The failed case mattered. IPC 304A returned the wrong expected source pair: IPC 304 and BNS 105 instead of the expected IPC 304A and BNS 106. That is exactly the kind of failure this architecture should make visible. It pointed toward parser and mapping behavior around alphanumeric sections, giving an engineer something concrete to investigate.

There were also latency lessons. Exact lookup and ambiguity handling were fast. The slowest paths were answer generation, judge calls, and rewrite cascades. Verification improves trust posture, but it has a cost.

Lessons Learned

Lesson	What changed in the architecture
Use LLMs only where flexibility is useful	Exact section parsing, exact lookup, and legal mappings use deterministic paths.
Boring software beats hallucination for deterministic facts	Regex, static JSON, separate collections, and citation matching carry much of the trust burden.
Ambiguity should trigger clarification, not generation	Bare section references stop the pipeline and return clarification candidates.
Retrieval quality is necessary but not sufficient	Good context still needs post-generation verification.
Citations must be verified against retrieved context	The system builds an allowed reference set and checks generated citations against it.
Uncertainty should be visible	Failed verification leads to rewrite attempts or a quality notice.
Auditability is an architectural requirement	Traces capture query intent, retrieved refs, answer metadata, verification status, and rewrite attempts.

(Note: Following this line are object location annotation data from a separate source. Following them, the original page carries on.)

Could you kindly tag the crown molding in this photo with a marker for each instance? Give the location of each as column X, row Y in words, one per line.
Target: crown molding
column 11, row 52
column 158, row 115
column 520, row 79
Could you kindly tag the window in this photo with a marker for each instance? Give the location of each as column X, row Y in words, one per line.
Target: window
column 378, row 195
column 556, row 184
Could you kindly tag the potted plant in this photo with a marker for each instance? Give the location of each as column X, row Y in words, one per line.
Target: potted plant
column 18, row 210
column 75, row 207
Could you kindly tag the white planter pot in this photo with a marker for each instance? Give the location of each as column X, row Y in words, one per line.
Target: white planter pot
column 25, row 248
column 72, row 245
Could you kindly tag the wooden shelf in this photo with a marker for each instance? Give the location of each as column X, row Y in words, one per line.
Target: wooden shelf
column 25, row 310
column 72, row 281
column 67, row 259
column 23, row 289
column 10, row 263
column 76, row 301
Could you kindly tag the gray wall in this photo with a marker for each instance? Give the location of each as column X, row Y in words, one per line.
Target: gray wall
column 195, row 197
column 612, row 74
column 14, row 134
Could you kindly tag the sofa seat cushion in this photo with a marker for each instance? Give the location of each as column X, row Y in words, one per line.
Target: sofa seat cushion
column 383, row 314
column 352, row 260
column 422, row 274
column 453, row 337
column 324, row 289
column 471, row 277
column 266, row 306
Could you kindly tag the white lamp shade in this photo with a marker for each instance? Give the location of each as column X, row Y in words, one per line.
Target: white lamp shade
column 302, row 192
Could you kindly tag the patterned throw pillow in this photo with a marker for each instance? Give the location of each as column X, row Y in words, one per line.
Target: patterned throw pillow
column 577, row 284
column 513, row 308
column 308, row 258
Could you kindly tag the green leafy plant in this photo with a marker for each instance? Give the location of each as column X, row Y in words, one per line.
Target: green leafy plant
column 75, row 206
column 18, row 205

The common thread: in serious domains, do not ask the model to carry responsibilities normal software can handle more reliably.

What I Would Improve Next

The first version of LexAI answered the architectural question I cared about: can the system make legal RAG less eager and more verifiable? There is still plenty to improve.

Improvement	Why it matters
Curated eval suite	Raw traces should become reviewed eval cases with expected sources and accepted answer patterns.
Retrieval recall by intent	Exact lookup, cross-walk, vector search, and decomposed queries need separate quality measurements.
Alphanumeric section handling	The `IPC 304A` failure suggests parser and mapping behavior needs targeted review.
Latency budgets	Judge and rewrite loops should be measured and controlled.
Citation repair pass	Some failures may be fixed more cheaply before invoking a full rewrite.
Verification dashboard	Pass rates, quality notices, judge failures, and retrieval misses should be visible over time.
Human review workflow	High-stakes outputs need a path for expert review, not only automated checks.

The next maturity step is not a bigger model. It is a better eval discipline.

Closing

LexAI changed how I think about RAG. The hard part was not connecting a vector database to an LLM. The hard part was deciding where the system should refuse to improvise: exact sections should be looked up, legal mappings should be read from an auditable table, ambiguous references should trigger clarification, generated citations should be checked, and unsupported answers should carry visible uncertainty.

The future of serious RAG is not just systems that answer faster. It is systems that know when the answer has not been earned yet.